Meatless Mondays - The Saga Continues
The big news this week, as reported on treehugger.com and in the LA Times, is that a group called the Physicians Committee for Responsible Medicine is suing the US Department of Agriculture and the Department of Health and Human Services for emphasizing meat and dairy products in their My Pyramid set of dietary recommendations. This is the same group that successfully sued the Dairy Council for false advertising in their ad campaign which claimed that drinking lots of milk helps you lose weight.
I don't think they'll be successful in overturning the dietary recommendations, but they will at least have begun the conversation. Why should a government agency whose mission is "expanding markets for agricultural products" also set the dietary guidelines for an entire country? Canada's food guide is not perfect, either, but at least it's administered by Health Canada and not the Ministry for Agriculture. It will be interesting to see where the conversation leads.
Our conversation today is about delicious food that everybody's food guides would promote. The vegetable of the week is fruit. Yes, if you're playing Twenty Questions, berries (the fruit in question) aren't a Mineral, they aren't an Animal, so they're a Vegetable and I win. Berries are full of tasty antioxidants and have been linked to reductions in risk of diabetes and some cancers, as well as heart health benefits such as reduction of LDL cholesterol and blood pressure levels. And is there anything better in a smoothie than frozen berries? Hello. Eating lots of these little multivitamins is no hardship.
When I first saw today's recipe of the week in a monthly newsletter to which I subscribe, my first thought was, Hominy?

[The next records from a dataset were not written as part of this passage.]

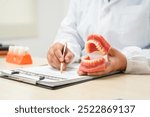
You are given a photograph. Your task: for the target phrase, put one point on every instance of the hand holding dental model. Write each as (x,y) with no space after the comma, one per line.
(102,58)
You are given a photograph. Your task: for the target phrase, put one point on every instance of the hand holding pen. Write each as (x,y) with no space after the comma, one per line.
(55,56)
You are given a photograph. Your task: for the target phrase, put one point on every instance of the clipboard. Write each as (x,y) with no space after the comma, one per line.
(46,76)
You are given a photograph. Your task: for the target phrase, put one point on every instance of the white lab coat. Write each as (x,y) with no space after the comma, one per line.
(125,24)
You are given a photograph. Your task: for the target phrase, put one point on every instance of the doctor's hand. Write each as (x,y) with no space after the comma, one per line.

That's a funny word. I had heard of "hominy grits," but I didn't realize that hominy got out much on its own. Well, it does, and it was delicious in this stew. Because we have such a high class of intelligence and worldliness and overall great style sense in the readership of this blog, I don't need to tell you that hominy is a kind of soggy corn. But lest you think that is a bad thing, let me assure you that it turns the corner from bad to beyond good in a hurry, and its consistency becomes more like a grain or pasta, which really soaks up the flavours you add to it.
Because one funny new word is never enough here in the Young Household, we have listed seitan as an ingredient, but you can substitute tempeh or tofu if you can find any of those things in your grocery store. One recipe with four silly words... you won't find that in any other blog post this week. Hope you enjoy it!